Carnegie Mellon University, Pittsburgh PA

Investigators

Abstract

Most machine learning algorithms operate on fixed dimensional feature vector representations. In many applications, however, the natural representation of the data consists of more complex objects, for example functions, distributions, and sets, rather than finite-dimensional vectors. This project aims to develop a new family of machine learning algorithms that can operate directly on these complex objects. The key innovation is efficient estimation of certain information theoretic quantities for learning predictive models from complex data.
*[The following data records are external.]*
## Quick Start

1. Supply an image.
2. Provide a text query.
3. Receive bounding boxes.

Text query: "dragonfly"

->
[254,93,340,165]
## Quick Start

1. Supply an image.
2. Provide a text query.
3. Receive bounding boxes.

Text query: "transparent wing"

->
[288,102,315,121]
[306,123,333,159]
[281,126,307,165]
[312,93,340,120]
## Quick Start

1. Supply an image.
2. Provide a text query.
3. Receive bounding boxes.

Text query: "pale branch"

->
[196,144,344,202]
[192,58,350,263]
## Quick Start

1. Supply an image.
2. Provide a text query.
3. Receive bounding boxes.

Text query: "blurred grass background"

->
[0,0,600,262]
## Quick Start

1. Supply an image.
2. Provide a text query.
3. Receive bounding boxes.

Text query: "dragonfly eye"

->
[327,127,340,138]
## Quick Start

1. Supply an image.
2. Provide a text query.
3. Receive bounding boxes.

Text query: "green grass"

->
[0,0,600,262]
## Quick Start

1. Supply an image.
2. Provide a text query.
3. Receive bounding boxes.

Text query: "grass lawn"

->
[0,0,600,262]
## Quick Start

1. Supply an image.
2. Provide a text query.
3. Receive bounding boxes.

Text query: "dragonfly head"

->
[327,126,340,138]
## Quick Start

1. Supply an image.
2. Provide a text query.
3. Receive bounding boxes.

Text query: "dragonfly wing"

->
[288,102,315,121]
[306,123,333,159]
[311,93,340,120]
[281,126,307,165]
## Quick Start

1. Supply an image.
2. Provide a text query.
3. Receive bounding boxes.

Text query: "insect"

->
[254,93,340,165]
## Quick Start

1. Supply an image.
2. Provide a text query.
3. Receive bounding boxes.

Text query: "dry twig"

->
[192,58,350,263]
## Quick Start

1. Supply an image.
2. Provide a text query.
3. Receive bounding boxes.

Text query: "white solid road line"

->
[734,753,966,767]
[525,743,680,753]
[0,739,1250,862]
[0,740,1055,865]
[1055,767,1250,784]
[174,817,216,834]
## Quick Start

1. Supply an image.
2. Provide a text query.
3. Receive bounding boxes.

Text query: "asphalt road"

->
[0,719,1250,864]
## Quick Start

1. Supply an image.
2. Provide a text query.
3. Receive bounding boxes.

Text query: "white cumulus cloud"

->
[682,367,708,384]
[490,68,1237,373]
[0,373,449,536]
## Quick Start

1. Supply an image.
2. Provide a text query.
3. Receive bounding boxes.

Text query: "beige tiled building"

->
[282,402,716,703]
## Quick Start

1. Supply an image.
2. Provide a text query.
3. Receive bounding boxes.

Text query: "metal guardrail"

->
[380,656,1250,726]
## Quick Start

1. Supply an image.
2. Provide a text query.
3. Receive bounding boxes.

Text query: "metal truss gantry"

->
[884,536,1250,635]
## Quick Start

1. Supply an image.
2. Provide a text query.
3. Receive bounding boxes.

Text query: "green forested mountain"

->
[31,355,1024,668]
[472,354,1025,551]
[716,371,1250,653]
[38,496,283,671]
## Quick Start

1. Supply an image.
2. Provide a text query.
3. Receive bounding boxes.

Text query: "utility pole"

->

The research is organized around three specific aims: (a) Development and analysis of nonparametric estimators for certain important functionals of densities, such as entropy, mutual information, conditional mutual information, and divergence; and study of the theoretical properties of these estimators including consistency, convergence rates of the bias and variance, and asymptotic normality. (b) Use of the preceding estimators to design new learning algorithms for clustering, classification, regression, and anomaly detection that work directly on sets, functions, and distributions without any additional, hand-made feature extraction, histogram creation, or density estimation steps that could lead to loss of information. (c) Study of the theoretical properties of these new machine learning algorithms (computation time, sample complexity, generalization error) and empirical evaluation of the algirithms them to a variety of important real-world problems, including nuclear detection astronomical data analysis, and computer vision in collaboration with researchers at Lawrence Livermore, University of Washington and Johns Hopkins University, and Carnegie Mellon University respectively. Broader Impact. The project, if successful, could substantially advance the current state-of-the-art in building predictive models from complex data. The results of research, including publications and open source software, will be freely disseminated to the larger scientific community. The project provides enhanced research-based training opportunities for graduate and undergraduate students at Carnegie Mellon University as well as the collaborating institutions.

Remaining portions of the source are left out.